People have reached out — from Cleveland, from Brooklyn, from Baltimore — wanting to start a branch of their own. We help them get started by sending them order forms and branding material, and giving them free aprons and delivery bags.
I jumped right into this. Sometimes people ruminate over an idea and then it ends up falling by the wayside. They can get bogged down with technicalities and give up before they even start. This initiative taught me that if you have something you want to do, jump right in.
It got me thinking: I bet no one who started an organization really thought that deeply into it when they started it. They saw a need, made a move, and figured everything else out afterward.
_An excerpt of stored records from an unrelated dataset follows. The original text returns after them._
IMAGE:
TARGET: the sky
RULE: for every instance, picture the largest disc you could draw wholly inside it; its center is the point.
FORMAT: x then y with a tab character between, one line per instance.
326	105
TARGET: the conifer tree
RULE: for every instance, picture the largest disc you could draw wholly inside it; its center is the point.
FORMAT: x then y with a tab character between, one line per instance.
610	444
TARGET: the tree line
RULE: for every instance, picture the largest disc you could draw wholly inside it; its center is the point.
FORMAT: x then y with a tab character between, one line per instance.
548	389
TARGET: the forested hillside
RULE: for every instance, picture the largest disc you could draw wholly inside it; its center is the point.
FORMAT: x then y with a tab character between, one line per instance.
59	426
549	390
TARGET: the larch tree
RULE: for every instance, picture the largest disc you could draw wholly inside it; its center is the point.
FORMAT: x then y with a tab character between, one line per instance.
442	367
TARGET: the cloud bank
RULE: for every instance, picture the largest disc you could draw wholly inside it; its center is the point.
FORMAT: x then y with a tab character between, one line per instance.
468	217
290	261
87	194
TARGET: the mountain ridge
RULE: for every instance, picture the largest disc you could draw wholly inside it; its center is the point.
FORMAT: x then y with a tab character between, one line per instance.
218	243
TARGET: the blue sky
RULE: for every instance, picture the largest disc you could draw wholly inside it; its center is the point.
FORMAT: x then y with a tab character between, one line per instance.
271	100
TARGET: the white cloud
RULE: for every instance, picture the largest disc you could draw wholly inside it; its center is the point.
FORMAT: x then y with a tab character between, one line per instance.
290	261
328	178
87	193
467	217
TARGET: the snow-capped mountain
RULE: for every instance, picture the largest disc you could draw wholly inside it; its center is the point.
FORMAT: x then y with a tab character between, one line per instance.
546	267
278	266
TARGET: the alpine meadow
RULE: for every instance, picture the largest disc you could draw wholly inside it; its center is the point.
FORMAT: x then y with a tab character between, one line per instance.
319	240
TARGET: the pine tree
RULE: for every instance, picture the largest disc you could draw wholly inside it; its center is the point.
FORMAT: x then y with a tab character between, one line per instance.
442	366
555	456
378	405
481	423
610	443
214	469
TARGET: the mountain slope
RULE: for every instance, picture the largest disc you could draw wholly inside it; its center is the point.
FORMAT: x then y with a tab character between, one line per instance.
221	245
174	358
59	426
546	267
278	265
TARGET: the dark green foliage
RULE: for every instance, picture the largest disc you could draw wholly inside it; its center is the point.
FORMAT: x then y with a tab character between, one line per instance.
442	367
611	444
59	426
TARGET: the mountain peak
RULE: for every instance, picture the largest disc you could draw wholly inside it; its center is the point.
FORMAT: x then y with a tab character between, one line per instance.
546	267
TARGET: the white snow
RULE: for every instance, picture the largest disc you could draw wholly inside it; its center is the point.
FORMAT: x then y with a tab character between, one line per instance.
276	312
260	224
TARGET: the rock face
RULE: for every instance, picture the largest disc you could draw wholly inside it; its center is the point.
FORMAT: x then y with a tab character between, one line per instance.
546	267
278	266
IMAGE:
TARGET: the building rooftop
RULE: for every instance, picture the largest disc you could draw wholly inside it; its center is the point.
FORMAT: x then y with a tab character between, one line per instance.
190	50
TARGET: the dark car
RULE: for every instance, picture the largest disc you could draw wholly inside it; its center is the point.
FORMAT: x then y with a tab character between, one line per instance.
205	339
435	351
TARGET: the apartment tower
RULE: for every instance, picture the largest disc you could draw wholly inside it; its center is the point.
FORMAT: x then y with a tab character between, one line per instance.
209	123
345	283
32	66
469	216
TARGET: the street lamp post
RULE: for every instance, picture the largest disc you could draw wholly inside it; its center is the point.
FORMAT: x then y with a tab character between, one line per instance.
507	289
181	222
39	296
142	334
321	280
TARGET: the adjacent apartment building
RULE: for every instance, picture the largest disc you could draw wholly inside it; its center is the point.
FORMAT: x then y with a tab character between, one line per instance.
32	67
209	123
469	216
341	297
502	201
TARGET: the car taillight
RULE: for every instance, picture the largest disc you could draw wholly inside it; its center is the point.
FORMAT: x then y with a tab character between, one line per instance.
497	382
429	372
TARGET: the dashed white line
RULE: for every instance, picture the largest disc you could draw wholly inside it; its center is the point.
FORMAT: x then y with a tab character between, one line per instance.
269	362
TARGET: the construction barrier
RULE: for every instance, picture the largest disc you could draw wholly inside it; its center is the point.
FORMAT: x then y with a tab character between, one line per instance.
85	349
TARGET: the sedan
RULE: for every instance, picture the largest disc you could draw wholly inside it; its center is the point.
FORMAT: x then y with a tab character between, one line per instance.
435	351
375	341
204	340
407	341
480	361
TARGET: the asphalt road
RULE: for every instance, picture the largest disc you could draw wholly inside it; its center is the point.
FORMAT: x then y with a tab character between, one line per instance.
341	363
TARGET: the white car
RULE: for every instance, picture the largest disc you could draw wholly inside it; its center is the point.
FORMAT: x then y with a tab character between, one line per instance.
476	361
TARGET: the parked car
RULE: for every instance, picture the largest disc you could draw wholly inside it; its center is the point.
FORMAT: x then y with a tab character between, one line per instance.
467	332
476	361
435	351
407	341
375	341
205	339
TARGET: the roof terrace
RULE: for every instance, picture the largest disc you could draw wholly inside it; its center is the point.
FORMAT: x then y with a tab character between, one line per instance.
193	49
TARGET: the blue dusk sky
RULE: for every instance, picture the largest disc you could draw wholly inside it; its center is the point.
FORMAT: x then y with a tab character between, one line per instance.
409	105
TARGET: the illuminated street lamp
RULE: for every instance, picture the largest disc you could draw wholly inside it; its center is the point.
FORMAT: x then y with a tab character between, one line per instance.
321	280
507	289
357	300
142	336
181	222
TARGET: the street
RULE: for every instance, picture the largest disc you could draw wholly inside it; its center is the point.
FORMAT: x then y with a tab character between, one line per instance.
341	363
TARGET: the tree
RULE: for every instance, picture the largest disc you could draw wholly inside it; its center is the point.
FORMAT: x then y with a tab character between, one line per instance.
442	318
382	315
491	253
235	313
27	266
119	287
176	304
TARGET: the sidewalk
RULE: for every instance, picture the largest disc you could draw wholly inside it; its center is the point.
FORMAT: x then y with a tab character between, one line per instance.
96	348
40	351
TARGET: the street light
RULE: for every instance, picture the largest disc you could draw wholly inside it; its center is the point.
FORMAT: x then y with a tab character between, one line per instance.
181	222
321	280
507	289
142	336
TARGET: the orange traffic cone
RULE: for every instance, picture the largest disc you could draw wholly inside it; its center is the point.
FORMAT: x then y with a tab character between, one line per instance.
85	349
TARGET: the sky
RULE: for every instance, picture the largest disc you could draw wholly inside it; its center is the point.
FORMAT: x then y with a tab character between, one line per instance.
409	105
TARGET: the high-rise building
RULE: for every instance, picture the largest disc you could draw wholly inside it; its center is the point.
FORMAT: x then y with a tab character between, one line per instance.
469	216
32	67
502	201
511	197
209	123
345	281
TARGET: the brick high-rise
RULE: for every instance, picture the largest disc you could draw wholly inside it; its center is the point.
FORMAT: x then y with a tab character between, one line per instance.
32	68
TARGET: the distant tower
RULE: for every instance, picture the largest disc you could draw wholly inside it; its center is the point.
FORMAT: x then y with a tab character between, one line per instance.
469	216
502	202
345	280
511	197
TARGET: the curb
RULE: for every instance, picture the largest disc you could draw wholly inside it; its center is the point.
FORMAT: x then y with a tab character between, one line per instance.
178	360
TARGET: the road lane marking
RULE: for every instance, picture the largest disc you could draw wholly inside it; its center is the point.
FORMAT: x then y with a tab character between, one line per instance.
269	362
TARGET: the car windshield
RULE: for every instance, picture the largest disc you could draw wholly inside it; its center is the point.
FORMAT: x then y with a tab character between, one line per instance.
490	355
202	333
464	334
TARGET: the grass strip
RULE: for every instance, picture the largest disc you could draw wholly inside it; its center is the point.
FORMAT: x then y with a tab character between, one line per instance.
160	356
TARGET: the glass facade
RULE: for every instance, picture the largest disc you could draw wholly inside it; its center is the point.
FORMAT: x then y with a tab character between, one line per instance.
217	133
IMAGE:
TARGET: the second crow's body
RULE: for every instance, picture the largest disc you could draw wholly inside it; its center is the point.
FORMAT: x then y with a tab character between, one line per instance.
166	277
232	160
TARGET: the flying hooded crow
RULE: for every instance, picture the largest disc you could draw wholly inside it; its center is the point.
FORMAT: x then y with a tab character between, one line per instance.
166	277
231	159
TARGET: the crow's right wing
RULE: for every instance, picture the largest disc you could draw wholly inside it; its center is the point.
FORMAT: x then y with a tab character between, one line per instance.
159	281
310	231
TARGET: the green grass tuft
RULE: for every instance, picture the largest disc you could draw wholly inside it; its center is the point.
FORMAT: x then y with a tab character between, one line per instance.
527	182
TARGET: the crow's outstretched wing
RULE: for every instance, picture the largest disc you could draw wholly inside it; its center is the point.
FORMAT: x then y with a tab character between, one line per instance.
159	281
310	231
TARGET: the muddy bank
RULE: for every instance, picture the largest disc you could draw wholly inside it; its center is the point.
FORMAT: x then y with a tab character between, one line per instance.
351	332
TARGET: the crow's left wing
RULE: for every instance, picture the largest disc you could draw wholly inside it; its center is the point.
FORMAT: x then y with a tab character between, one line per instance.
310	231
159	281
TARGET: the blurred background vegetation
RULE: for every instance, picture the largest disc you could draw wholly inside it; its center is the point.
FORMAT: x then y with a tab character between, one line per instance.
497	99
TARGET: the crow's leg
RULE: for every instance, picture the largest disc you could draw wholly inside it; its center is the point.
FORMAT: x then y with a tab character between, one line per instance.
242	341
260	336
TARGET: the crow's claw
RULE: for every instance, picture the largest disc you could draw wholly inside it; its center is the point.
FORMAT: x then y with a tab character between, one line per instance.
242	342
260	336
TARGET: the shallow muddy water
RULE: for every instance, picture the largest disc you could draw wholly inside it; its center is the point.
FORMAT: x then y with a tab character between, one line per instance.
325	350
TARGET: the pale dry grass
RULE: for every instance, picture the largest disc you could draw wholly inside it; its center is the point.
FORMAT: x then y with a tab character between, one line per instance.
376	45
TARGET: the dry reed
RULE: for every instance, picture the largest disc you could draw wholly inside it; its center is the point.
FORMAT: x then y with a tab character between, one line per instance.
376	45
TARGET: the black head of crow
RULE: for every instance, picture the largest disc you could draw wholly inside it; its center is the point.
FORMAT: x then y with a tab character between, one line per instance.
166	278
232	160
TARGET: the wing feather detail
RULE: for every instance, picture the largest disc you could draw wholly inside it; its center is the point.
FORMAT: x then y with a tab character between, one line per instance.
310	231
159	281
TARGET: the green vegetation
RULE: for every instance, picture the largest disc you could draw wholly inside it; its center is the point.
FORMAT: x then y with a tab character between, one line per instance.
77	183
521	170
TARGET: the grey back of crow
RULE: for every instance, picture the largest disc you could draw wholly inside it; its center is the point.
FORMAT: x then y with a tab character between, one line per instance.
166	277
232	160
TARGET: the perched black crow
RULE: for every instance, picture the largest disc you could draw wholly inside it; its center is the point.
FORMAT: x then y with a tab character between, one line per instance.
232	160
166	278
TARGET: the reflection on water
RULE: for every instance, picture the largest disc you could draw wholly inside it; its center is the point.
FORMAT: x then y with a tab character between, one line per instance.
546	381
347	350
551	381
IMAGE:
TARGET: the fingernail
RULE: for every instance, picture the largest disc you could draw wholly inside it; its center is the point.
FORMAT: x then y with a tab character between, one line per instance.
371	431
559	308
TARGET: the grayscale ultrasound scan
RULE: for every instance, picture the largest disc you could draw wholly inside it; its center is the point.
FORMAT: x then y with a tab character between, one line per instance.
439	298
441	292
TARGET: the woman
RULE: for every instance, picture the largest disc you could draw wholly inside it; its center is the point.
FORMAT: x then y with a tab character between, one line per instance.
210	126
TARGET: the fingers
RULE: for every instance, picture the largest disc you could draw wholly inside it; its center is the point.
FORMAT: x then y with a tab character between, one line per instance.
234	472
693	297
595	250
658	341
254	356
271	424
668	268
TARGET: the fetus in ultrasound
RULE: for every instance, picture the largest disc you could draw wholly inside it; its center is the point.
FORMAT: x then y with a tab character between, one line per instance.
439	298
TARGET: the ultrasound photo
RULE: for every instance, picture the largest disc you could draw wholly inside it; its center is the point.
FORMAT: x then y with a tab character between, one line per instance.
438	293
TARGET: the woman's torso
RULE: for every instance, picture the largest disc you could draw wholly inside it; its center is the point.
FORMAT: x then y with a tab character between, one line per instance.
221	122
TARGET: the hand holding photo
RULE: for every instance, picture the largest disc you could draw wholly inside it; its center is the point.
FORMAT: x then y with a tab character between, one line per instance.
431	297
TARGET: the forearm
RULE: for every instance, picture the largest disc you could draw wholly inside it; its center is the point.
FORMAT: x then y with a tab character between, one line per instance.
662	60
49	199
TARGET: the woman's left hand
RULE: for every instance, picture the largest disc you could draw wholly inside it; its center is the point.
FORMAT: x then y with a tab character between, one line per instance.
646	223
Organizations that change millions of lives and raise millions of dollars a year were all started by one person capitalizing on that one moment. Sometimes you just have to be the Nachshon and jump right in. There was no big event or something traumatic or crazy that happened that made me do this. You don’t have to go through something in order to think about others and go beyond yourself.
I’m just a regular girl. Anyone can make a difference.
Instant Stress Relief
Composing music. I walked down to the chuppah to a song I composed for my wedding.
Before Company Arrives
I’m always afraid I won’t have enough food, and right before Shabbos, I’ll make a batch of poppers. Then, of course, I always have leftovers.
Gefushi — gefilte sushi (recipe from kosher.com). Don’t knock it until you try it.
Most Interesting Thing in My Fridge
Wine from Reb Chaim Kanievsky. We use a tiny bit in Kiddush every week.
I like slow, beautiful songs that uplift. My favorite is Im Eshkachech, composed by Rabbi Mordechai Twerski and sung by Lev Tahor.